Donnerwetter, denken wir, mit dem ist auf unserem Kiezspaziergang bestimmt richtig was los und erwarten Szene, Drinks oder angesagte Plattenläden. Umso überraschender, wo der DJ Sascha Braemer uns treffen möchte: in Berlins Südosten, irgendwo zwischen Grünaus Regattastrecke und dem Müggelsee. Auf dem Weg zum Interview am Dahmeufer kommen wir erst an Plattenbauten vorbei, dann gibt es nur noch schmucke Einfamilienhäuser in Ufernähe. „Das hier, da rechnet doch keiner mit, wenn er nach Berlin kommt!“, sagt Sascha Braemer und deutet in Richtung Wasser und Wald. „Aber mit den Mieten haben sie hier ’nen richtigen Knall!“ Vor allem der Sauerstoff sei es, der ihn hier draußen hält. Und wir vermuten, auch die vielen Enten haben es ihm angetan, die grüßt der Musiker nämlich wie alte Kumpel. „Dieses Feeling hast du nur hier. Oder halt an einem anderen See, aber hier besonders. Hier fährt ja nicht mal ein Auto!“, schwärmt Braemer. Und Recht hat er.
Vom BSR-Leibchen ans Mischpult
Unseren ersten Halt machen wir auf einer Bank am Langen See. Mit Blick auf die Regattastrecke erzählt Braemer davon, wie er als Abteilungsleiter in einer Autofirma vor 15 Jahren mit der Musik angefangen hat. In den 90ern war er einer der wenigen hundert Revolutionäre, die auf der Loveparade durch Berlin ravten und sich mit Gasmasken und BSR-Jacken in Ekstase tanzten. Den Ursprung des Hypes um das, was heute alle Electro nennen, sieht Braemer in dieser Zeit. Irgendwann legte er selbst auf, war aber erst zufrieden, als er sein Talent nutzen und selbst Platten produzieren konnte. „Mädchenmusik“, wie er sie nennt. Weil „ist doch schön, wenn 70 Prozent Mädels vor dir stehen!“
Ein merkwürdiges Szenario ist das, wie vor uns die Sonnenstrahlen auf der Dahme tanzen während Sascha von seinem Leben abseits dieses Ruhepols erzählt. „Die letzten drei Jahre sind so schnell vergangen, das war wie ein Rausch. Und plötzlich wachst du auf und denkst: ‚Oh Mensch, ich bin ja Vater'“, gesteht der DJ. „No Home“ beschreibt seine vielen Reisen: Es geht ums Abheben, Abdriften und Ankommen, um Flugangst, kalte Duschen nach zu wenig Schlaf und die Geburt seiner Tochter. Und weil Braemer die halbe Woche für Gigs in der Welt herumtourt, braucht er in Berlin keine Party mehr. Trotzdem hat er seine Favoriten in Berlins Clubszene: Das Watergate, mit seinem fetten Sound oben und dem geilen Blick auf dem unteren Floor oder das Sisyphos, erst recht wenn der Garten voller Menschen ist. Und auch der Kater gehöre nach wie vor dazu.

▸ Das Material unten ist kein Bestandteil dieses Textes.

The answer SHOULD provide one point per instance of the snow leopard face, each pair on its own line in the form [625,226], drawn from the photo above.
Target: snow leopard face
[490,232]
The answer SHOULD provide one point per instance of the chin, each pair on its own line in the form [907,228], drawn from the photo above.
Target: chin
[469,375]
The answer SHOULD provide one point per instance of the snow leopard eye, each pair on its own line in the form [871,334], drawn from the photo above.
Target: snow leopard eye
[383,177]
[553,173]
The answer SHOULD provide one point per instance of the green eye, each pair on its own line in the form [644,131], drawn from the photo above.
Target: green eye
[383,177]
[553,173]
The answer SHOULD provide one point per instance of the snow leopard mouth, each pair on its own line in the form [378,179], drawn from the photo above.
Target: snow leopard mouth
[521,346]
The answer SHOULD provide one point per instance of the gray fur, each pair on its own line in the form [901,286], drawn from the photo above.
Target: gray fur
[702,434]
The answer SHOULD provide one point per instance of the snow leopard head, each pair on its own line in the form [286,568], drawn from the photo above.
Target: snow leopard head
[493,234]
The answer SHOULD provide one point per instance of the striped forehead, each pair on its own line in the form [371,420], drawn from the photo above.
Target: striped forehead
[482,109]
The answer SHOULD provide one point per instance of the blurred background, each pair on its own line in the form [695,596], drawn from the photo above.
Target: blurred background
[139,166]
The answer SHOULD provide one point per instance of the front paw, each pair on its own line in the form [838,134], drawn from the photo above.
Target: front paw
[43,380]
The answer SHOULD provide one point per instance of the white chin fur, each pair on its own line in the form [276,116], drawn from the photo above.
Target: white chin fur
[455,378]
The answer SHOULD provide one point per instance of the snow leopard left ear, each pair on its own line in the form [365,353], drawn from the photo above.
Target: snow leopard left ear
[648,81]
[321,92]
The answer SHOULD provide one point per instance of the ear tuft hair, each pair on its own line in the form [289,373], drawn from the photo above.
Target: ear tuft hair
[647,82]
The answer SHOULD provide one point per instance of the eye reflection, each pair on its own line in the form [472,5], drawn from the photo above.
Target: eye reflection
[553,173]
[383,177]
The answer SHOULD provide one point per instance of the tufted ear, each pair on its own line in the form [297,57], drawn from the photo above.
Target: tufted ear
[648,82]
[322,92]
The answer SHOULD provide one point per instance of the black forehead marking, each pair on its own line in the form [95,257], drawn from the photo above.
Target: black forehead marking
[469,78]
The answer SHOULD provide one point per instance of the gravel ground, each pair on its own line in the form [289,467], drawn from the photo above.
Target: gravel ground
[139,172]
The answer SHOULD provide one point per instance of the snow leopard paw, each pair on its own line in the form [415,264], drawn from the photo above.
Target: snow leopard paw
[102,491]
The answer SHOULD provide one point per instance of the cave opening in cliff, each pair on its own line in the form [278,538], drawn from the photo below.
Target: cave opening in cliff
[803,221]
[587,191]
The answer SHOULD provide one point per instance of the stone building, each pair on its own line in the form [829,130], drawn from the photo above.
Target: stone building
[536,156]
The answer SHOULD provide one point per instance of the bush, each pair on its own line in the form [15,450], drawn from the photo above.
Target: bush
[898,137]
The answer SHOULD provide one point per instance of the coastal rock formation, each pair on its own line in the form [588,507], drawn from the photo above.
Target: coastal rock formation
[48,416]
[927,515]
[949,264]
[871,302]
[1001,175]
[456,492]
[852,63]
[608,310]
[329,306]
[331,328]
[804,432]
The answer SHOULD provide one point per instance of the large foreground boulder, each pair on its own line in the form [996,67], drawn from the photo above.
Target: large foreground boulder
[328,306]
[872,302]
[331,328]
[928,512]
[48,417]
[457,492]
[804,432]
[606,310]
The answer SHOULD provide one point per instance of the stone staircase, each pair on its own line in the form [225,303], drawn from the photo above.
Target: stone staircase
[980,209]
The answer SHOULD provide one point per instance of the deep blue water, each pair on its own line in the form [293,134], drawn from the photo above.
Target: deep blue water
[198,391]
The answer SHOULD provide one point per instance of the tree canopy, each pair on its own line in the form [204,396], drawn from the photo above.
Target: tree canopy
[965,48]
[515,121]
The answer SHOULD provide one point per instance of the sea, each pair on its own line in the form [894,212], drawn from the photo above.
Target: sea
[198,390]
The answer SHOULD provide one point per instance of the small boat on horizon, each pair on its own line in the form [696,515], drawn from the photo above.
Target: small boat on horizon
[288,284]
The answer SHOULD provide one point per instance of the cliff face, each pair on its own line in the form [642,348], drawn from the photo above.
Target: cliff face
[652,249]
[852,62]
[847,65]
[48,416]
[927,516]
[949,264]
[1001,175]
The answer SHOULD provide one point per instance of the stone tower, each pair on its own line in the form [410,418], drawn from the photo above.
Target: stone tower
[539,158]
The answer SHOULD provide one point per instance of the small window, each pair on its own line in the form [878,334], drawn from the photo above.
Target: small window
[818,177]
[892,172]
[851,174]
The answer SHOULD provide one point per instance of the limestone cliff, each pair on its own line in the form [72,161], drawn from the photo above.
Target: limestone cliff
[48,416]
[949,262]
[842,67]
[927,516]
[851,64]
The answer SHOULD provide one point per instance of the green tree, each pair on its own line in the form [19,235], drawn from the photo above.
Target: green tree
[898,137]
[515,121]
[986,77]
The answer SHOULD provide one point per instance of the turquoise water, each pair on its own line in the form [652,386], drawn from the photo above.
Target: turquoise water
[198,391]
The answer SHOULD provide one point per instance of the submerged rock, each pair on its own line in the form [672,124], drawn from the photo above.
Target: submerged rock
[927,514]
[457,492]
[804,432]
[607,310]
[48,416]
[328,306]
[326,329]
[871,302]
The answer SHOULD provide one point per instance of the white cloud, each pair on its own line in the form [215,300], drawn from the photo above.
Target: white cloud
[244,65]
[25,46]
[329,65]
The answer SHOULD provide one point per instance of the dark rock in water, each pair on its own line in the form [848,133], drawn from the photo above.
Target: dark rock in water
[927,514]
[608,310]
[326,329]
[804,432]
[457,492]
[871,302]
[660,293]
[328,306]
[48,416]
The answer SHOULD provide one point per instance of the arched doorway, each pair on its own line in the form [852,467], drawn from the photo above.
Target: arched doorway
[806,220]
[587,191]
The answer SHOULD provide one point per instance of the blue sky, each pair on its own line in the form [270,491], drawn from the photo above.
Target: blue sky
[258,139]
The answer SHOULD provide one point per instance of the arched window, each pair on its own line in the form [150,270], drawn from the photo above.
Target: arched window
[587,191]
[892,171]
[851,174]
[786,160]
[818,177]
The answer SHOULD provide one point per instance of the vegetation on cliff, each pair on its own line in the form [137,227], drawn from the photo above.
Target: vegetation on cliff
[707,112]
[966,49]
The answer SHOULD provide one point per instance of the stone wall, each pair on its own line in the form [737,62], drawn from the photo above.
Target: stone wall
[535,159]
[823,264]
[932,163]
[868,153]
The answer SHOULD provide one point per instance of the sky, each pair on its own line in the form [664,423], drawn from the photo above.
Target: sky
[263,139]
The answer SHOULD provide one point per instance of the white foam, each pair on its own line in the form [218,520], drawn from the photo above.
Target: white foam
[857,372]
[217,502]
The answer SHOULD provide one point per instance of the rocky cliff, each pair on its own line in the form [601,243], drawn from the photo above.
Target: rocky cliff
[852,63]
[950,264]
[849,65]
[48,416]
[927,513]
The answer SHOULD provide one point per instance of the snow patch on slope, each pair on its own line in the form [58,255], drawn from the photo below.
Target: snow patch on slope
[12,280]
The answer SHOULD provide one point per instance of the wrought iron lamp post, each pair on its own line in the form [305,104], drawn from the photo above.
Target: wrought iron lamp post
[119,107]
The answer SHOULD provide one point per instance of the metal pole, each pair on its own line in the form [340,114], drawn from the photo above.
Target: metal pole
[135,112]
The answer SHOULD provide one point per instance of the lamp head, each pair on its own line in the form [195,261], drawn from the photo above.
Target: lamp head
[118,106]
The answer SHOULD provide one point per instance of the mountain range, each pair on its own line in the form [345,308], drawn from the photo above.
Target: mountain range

„Wenn halbe Ente, dann nur da!“
Wenn ihn nicht der Bass zum Schwitzen bringt, lässt der Musiker sich von einem Personal Trainer durch Köpenick treiben oder fährt mit dem Fahrrad durch den Wald. Heute spaziert er entspannt mit uns die Strecke entlang, für die man mit dem Rad eine Stunde braucht. Schnell wird klar, dass Braemer zu einem Thema viel zu sagen hat: „Essen ist mit das Wichtigste überhaupt!“ In seinem Heimatbezirk Alt-Treptow gönnt sich der Gourmet Burger oder ein Steak im White Trash. Für einen Besuch bei seinem Lieblings-Thai fährt er sogar bis zum Araya Thai am Kürfürstendamm. „Der macht nicht auf Schickimicki und Euroasia, sondern ist einfach authentisch und gut“. Für ein Rührei-Frühstück in Köpenick könne er die Seeterrassen empfehlen, für ein Schnitzel mit Spargel legt der Hobbymatrose auf einer Bootstour zum kleinen Müggelsee manchmal an der Weißen Villa in Friedrichshagen an. Und ab und an sei auch der Ratskeller in Köpenicks Altstadt ein Muss: „Wenn Ratskeller, dann halbe Ente. Und wenn halbe Ente, dann nur da!“
Die schöne Ruhe Köpenicks
Nach ein paar Kindheitserinnerungen machen wir uns wieder auf den Weg in die Zivilisation und quatschen bei einem letzten Blick auf das im Sommer meist überfüllte Seebad Wendenschloss über Berlins Türpolitik, falsche Vorurteile in der Großstadt und die eine oder andere Überheblichkeit in Szenebezirken wie Friedrichshain und Prenzlberg. „Ich bin so froh, dass ich hier bin, wo es sowas nicht gibt!“, sagt Braemer dann. Das glauben wir dem sympathischen DJ aufs Wort und freuen uns, dass er am Ende doch ein Zuhause gefunden hat.